Marquesses at the Masquerade(95)
Though, how likely was that, when Lucy had bided under his lordship’s nose for months, and he’d done little more than hand her out of carriages and ask her to pass the teapot?
A linkboy trotted past, the lamplight giving an instant’s illumination to an aquiline profile and hair curling with the evening damp.
“We are to be prudent deities,” Thor said. “That ought to be a contradiction in terms.”
She liked him. Liked his lively mind, his subtle humor, his skillful kisses. If nothing else, this evening had proved that she could like a man and that there was more to passion than she’d known with her randy captain.
“I will be a prudent, impatient goddess for the next two weeks,” she said. “On that thought, I shall bid you good night.”
Lucy had chosen this house because a pair of widowed sisters lived here. They would neither hear a conversation on their porch, nor spare the expense of candles kept lit through the night. They would assuredly keep their front door locked, however, and thus sending Thor on his way was imperative.
He leaned down to kiss Lucy’s cheek. “Eleven of the clock, Vauxhall. Two weeks. Until then, I’ll see you in my dreams.”
He strode off into the darkness, pausing only to scoop up his mask. She watched him go, waited another ten minutes, then found her mask and hurried down the walkway toward home.
*
“Do my eyes deceive, or has the Marquess of Tyne made a social call?” Lord Luddington asked, ambling to the sideboard. “Hair of the dog or tea?” He lifted the glass stopper from a decanter and let it clink back into place.
“Neither,” Tyne replied, “though of course you should dose yourself with whatever medicinal will ease your present ailment.
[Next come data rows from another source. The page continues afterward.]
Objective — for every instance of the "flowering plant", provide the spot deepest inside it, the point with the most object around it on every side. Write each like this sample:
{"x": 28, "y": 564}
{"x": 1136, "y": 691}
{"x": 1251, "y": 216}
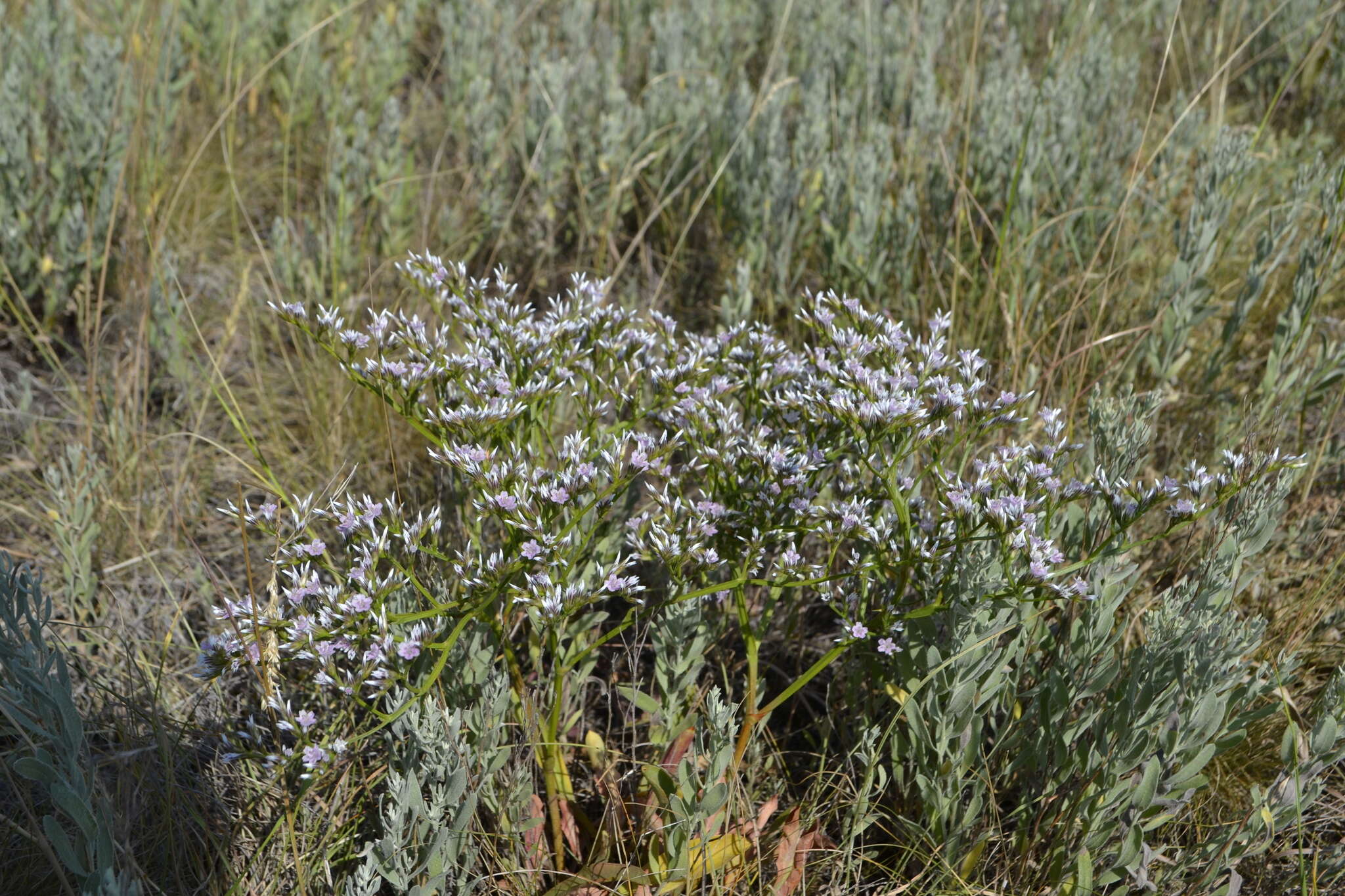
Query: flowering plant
{"x": 603, "y": 467}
I trust you kept late hours last night, as usual?”
Luddington had been the sole monk at the previous evening’s bacchanal. Sole, but hardly solitary.
He pushed sandy-blond hair from his eyes and poured himself a tot of brandy. “The ladies at the masquerade were much in want of company, and my charitable nature had to oblige them. I didn’t see you there, but then, how can the blandishments of a masked ball compare with parliamentary bills regarding turnpike watermen?”
“Without those watermen—”
Luddington held up a hand. “Please, Tyne, no politics. I truly did overexert myself last night. The ladies were all agog about some chap who’d decked himself out as Thor. You never heard so much twittering and cooing about the size of a man’s hammer before, and nothing would do but they must compare… well, the night was long, so to speak.”
Tyne had already returned the sledgehammer to the stable. “Thor, you say? Not very original.”
“What would you know about originality? He had the hammer, the fur cape, the trews, the whole bit. Strode about the ballroom with his shirt half unbuttoned and sent the ladies into quite a stir. I reckon he went back to Valhalla with some toothsome shepherdess, for nobody knows who he was.”
“A good-sized fellow?”
Luddington peered at Tyne over the rim of his glass. “A bit taller than you, more broad-shouldered. More the strapping specimen, less the scholarly politician.”
Insult warred with amusement, though Tyne had time for neither. Miss Fletcher had requested an interview with him before supper, and Tyne dared not be late.
“You doubtless escorted a lady to the festivities. What did she make of the Norseman?”
Tyne posed the question while peering out the window to the garden behind the house. Daffodils were making an effort, and the tulips weren’t far behind. He waited, his back turned to his host, and hoped for a name.
“The plaguey female ran off. Some tipsy jockey told me she’d departed the premises with a woodsman or a barbarian of some sort, and my sister will tear a strip off my backside, for I didn’t see any woodsmen. Saw plenty of pillaging and sacking as the evening wore on, not that I’m complaining.”
“Your sister dislikes woodsmen?”
Luddington downed half his drink, then refilled his glass. “You don’t know Marianne. She entrusted some friend of hers to me, an acquaintance from finishing school, and then I lost her. Marianne frowns on brothers who lose her friends. I frown on me for losing her friend.”
“Then Marianne ought not to send her friends to masquerades, where the entire point of the evening is to lose one’s identity. You don’t know the name of the female whom you lost?”
Tyne had little acquaintance with Marianne Benton, though she’d made her come out a good ten years ago. If she was Freya’s contemporary, then Freya was a mature woman, a point that weighed in favor of keeping Tyne’s next appointment with her.
“I wasn’t supposed to know who she was,” Luddington said. “I prefer not to be burdened with a lady’s secrets—or a shepherdess’s—for even Boxhaven’s masquerades are not monuments to strict propriety. Next time he holds one, you should go, Tyne. Do you good to get out and socialize with a friendly nymph or two.”
Luddington gave him a bored look that suggested Tyne’s secret was being kept—for now.
“I’ll bear your suggestion in mind, though a hammer strikes me as a particularly inane fashion accessory when a gentleman’s usual purpose is to stand up with the wallflowers. Good day, Luddington, and next year, consider escorting a Valkyrie instead of a shepherdess. I’ll leave you to your hair of the dog and show myself out.”